Rod Sedgwick’s review published on Letterboxd:
''I want all of my Garmonbozia!''
WARNING: It is recommended that you watch Twin Peaks the series in full before venturing into this film.
If you are down with Twin Peaks, then you have seen this and if you can jive with David Lynch you have seen it probably more than once. After a couple of detours through the small town of Twin Peaks, and having seen this film just once, I thought I would give my new Blu-ray copy a test-drive and see if it would improve after the 10 or so years since I last fire-walked with Laura Palmer.
The answer to this is yes, but being a certified Twin Peaks-aphile is the true key to getting the most out of this prequel/sequel that opts take the dark path that is the last days of Miss Palmer.

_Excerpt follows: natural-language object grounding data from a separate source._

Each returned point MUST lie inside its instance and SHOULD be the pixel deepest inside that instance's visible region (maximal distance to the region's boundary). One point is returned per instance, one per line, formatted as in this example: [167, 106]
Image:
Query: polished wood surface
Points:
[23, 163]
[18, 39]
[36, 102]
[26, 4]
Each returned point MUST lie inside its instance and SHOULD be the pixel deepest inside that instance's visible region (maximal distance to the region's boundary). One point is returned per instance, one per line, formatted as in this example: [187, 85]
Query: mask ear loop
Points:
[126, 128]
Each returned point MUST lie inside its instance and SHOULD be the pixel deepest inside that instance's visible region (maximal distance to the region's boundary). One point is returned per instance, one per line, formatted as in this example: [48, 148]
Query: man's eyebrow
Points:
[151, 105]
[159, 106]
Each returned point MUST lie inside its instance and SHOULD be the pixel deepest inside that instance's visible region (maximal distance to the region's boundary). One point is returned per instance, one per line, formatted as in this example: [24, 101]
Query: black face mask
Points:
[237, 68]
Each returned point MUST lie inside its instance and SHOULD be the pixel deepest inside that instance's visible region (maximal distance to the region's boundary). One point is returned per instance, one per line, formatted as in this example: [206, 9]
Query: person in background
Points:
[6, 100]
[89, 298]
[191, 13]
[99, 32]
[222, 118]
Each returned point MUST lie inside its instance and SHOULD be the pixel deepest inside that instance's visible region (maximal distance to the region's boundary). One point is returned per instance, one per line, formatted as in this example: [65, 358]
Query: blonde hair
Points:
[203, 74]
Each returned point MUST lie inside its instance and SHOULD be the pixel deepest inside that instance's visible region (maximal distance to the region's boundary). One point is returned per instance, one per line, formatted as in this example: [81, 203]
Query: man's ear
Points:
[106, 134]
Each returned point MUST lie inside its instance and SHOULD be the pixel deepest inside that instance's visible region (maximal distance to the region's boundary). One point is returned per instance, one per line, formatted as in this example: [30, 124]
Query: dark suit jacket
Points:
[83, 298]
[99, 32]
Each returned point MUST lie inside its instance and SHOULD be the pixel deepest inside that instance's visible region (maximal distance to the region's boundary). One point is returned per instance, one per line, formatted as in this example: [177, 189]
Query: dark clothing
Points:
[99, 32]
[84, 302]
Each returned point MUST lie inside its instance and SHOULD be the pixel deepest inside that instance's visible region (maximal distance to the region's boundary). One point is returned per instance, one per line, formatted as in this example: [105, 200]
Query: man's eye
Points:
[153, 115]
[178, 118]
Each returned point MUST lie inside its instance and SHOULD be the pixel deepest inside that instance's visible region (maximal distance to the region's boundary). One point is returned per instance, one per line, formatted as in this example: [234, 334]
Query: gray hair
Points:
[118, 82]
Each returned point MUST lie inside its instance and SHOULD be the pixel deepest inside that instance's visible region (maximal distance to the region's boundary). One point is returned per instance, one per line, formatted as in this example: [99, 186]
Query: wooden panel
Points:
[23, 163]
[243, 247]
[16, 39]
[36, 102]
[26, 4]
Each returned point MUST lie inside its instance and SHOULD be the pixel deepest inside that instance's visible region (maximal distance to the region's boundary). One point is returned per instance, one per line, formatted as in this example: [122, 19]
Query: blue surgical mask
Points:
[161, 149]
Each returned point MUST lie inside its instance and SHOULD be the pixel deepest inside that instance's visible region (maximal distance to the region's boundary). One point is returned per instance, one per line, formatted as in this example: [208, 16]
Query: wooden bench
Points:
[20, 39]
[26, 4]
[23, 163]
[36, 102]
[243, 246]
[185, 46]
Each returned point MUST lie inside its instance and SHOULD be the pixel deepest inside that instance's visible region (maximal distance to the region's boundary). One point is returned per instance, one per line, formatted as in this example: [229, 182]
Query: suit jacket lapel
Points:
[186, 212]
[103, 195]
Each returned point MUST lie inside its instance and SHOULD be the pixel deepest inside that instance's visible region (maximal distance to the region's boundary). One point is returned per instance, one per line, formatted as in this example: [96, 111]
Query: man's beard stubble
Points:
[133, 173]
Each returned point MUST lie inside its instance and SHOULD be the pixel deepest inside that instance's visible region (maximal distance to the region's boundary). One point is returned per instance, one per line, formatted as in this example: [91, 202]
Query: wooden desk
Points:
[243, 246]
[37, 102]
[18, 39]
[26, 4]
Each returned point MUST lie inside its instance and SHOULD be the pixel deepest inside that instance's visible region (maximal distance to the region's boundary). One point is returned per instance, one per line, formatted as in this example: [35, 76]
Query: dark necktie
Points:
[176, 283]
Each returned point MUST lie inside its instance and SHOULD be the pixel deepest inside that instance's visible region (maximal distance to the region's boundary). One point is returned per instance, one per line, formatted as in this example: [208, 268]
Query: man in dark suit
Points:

Just like the series it blends surreal absurdity with small town melodrama in the most delicious of ways and whilst the focus of the film is purely on Sheryl Lee's protagonist, it is also a welcome sight to see most of the TV series cast back doing that thing we all love combined with Angelo Badalamenti's haunting score. Lee's performance is undeniably powerful as she delves into dark areas of her psyche to wrestle with her demons and she owns every scene she is in. The Black Lodge scenes are always a joy to behold and reek of Lynch at his most playful, whilst a sexy romp at the Bang Bang Bar proves a centrepiece of the film where instead of jacking down the music so we can hear the dialogue, Lynch ramps up the sound and launches subtitles at the viewer as an unsettling experiment.
Whilst many decry this as Lynch at his most pretentious (check out Tarantino's disdainful remarks from the 1992 Cannes film festival), fans surely have no trouble finding greatness in this film, even if it feels less accomplished than his most sublime works. Whilst it is second tier Lynch for me, I cannot deny myself the pleasure of coming back to it's enigmatic wonder over and over.